How does complex geography mediate speciation across the globe?
Much of my dissertation work focused on reconstructing the speciation process in birds that live in Oceania, inhabiting complex, fragmented island chains. Because open ocean typically serves as a barrier to dispersal in terrestrial vertebrate taxa (like birds), these island archipelagoes can generate lots of isolated populations, leading to explosive diversification. Here I detail a few of the case studies that I’ve performed and highlight the meaningful advances my work has generated in our understanding of how evolution works in island systems.
Shedding new light on the “paradox of the great speciators”
- open access link to the manuscript: Genomic patterns in the dwarf kingfishers of northern Melanesia reveal a mechanistic framework explaining the paradox of the great speciators.
The “paradox of the great speciators” is a longstanding paradox, that asks how great speciator taxa can simultaneously be so good at dispersing that they reach dozens of islands, but so poor at dispersing that the population on each island becomes isolated and genetically differentiated?
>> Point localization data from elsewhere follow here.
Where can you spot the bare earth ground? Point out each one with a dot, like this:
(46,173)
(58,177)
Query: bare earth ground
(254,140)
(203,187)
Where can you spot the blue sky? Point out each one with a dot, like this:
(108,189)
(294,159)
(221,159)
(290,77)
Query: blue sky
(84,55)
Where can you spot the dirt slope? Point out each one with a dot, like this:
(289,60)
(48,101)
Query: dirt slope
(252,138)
Multiple hypotheses have been suggested to explain the phenomenon, and we used the dwarf kingfishers (genus Ceyx) to test them.
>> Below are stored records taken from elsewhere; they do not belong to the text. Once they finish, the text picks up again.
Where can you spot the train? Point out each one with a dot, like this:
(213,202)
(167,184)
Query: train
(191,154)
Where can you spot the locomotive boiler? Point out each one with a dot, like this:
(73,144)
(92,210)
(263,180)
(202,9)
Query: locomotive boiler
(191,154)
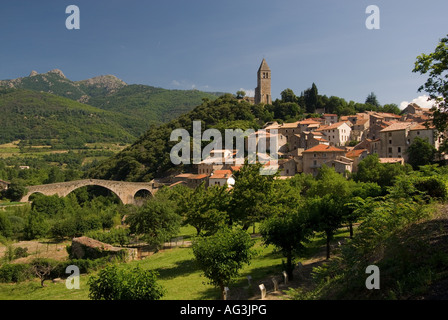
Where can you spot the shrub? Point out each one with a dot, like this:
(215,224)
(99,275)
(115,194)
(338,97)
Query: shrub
(125,284)
(117,236)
We see from this phylogenetic network that each island species is highly divergent and isolated, with no evidence for shared ancestry between the clades. To test for the tempo of diversification, we also constructed a time-calibrated phylogeny:
This reveals that there was a statistically significant early burst of diversification following the arrival of the ancestral Ceyx lineage in northern Melanesia. Based on this evidence, we were able to construct a fully fleshed out framework for how the “paradox of the great speciators” likely arises in island archipelagoes:
This diagram outlines how shifts in selection pressure on the “dispersiveness” trait throughout the colonization process can generate the exact paradoxical patterns that have been repeatedly documented in the ‘great speciator’ taxa of Oceania.
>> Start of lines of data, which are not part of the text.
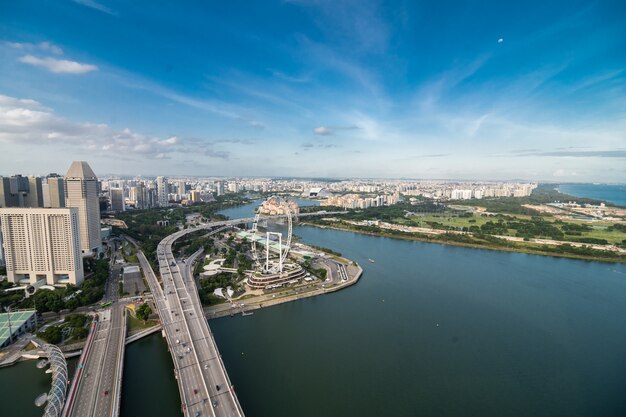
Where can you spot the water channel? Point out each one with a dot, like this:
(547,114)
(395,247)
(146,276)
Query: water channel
(430,330)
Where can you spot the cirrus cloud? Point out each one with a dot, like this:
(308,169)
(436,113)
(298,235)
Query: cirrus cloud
(58,66)
(28,122)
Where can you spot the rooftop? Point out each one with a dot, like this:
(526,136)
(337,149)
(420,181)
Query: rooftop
(80,169)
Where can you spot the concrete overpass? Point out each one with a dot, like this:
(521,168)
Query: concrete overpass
(203,383)
(204,386)
(97,385)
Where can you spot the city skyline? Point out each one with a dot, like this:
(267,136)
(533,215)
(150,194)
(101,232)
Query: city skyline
(316,89)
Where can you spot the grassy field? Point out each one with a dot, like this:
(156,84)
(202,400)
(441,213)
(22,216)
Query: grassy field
(599,229)
(134,324)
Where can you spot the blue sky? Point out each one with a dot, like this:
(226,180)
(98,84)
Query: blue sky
(458,90)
This project uses genomic data from specimens housed in natural history museums to document patterns of biodiversity, work that has formed the bread and butter of my research program. But I am particularly proud of this example, because it shows that with careful inference, these patterns can be used to test competing hypotheses that can explain major unresolved mysteries in the evolution of not just the taxa at hand, but also in terrestrial vertebrate radiations in island archipelagoes across the globe. By carefully studying this awesome group of ‘dwarf kingfishers’ we showed that the “paradox of the great speciators” was hardly a paradox at all, and is actually quite expected under a simple model of shifting selection pressure on dispersiveness, through time.